I’ve tried to write about her, and us, many times but I always delete it. It’s sort of like she’s a secret that I feel the need to stow away in my pocket. Mine.

 

When I first started blogging, I knew absolutely zero and it felt like this huge thing that I had to research and study and it stuck in my gut and my throat like a juggernaut. My friend Cynthia encouraged me to just DO IT, even though I was hugely ignorant and scared out of my skin. “It’s kind of like having a kid,” she said. “If you wait until you’re ready, you’ll never do it.” So I did.

And I sucked.

I was so damn dumb that I had to ask what an Avatar was. I was lucky enough to have Greg from high school who could help me navigate how to even set the dang thing up. My photos were horrendous (okay, they are still not good but those first ones–Jesus). My writing was conversational but hesitant; I was afraid to really write the way I felt/talked/am because Dear God, I might offend someone. *

I spent hours and hours reading cooking blogs on the Internet, studying Blogrolls of the ones I liked. I took notes, hoping to find inspiration and a whisper of a clue. In that process, I stumbled across Annie’s. The photographs were gorgeous. Just, whoa. But it was her voice that really resonated. She knew her shit but she didn’t whack you over the head with it. She seemed real. She had a life and a partner and an adorable dog. She seemed approachable…maybe.

So I did what normal people do. I wrote her this huge neurotic barf-o-rama of an email, asking a bazillion questions and oozing insecurity. I should have deleted it, and I thought about it. But I was three glasses of wine down and fuckit, y’all and I hit send.

She wrote back. She was kind.

And so it began, the tendrils of a friendship.

We are complete opposites–she is measured and logical and studious and confident. And I’m…yeah. And then she mentioned that she was from South Dakota and this North Dakota girl called her a “Southie.” Cause hey, in Dakota speak, she is. You Jersey folks don’t own the term, ya know? Annie’s Southside. Yeah. And we laughed and laughed.

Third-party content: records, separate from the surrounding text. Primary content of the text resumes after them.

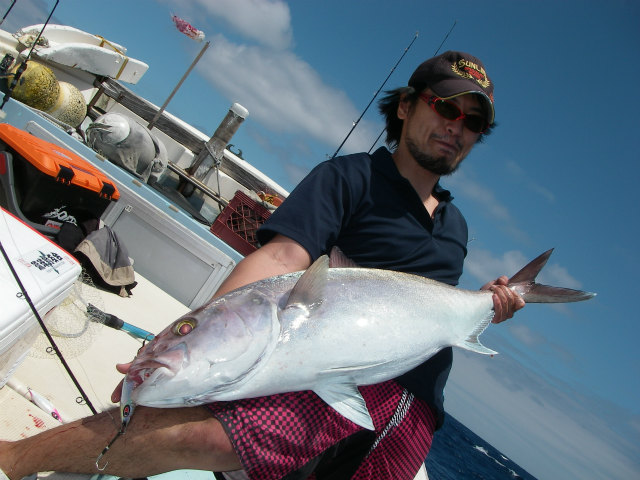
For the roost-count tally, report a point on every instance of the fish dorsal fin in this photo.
(473, 343)
(309, 290)
(530, 271)
(342, 394)
(337, 259)
(524, 284)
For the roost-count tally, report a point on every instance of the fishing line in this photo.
(45, 330)
(7, 12)
(355, 124)
(23, 65)
(434, 54)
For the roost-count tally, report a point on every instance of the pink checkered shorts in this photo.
(279, 434)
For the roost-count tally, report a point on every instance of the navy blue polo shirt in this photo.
(363, 205)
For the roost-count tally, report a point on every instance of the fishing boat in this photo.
(190, 206)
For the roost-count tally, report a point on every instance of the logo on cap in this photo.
(472, 71)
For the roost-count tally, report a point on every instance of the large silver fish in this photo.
(326, 329)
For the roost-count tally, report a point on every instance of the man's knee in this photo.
(203, 436)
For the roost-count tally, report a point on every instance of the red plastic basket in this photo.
(238, 222)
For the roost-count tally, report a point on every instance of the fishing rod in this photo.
(26, 296)
(7, 12)
(355, 124)
(23, 65)
(434, 54)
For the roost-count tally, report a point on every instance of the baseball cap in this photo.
(452, 74)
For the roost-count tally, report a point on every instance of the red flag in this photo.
(186, 28)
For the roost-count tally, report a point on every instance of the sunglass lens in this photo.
(475, 123)
(448, 110)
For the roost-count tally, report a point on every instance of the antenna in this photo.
(355, 124)
(23, 65)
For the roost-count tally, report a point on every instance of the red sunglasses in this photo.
(451, 111)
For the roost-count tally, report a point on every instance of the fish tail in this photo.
(524, 284)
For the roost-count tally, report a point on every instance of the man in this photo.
(386, 210)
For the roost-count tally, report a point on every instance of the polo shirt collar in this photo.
(383, 162)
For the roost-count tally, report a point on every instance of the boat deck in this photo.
(148, 308)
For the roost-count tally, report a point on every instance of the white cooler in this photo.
(47, 273)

Then she sent me a parcel of hog fat from a local farm because I’d told her I was terrified of making pie crust.

Gauntlet. Annie throws it.

The girls (then so little!) marched around the kitchen chanting “Hog fat, hog fat, hog fat Whooo!” So we made pie. And it was good. Peach. And no, I still don’t make my own pie crust because I suck at baking, but Mama helped me with those pies and we had such a good time.

 

 

The weirdest of beginnings, and such a lifeline. We so don’t belong together. But we do.

Annie–here’s your introduction. The stories are coming. You ready?

 

 

*guess I kind of got over the tentative voice thing?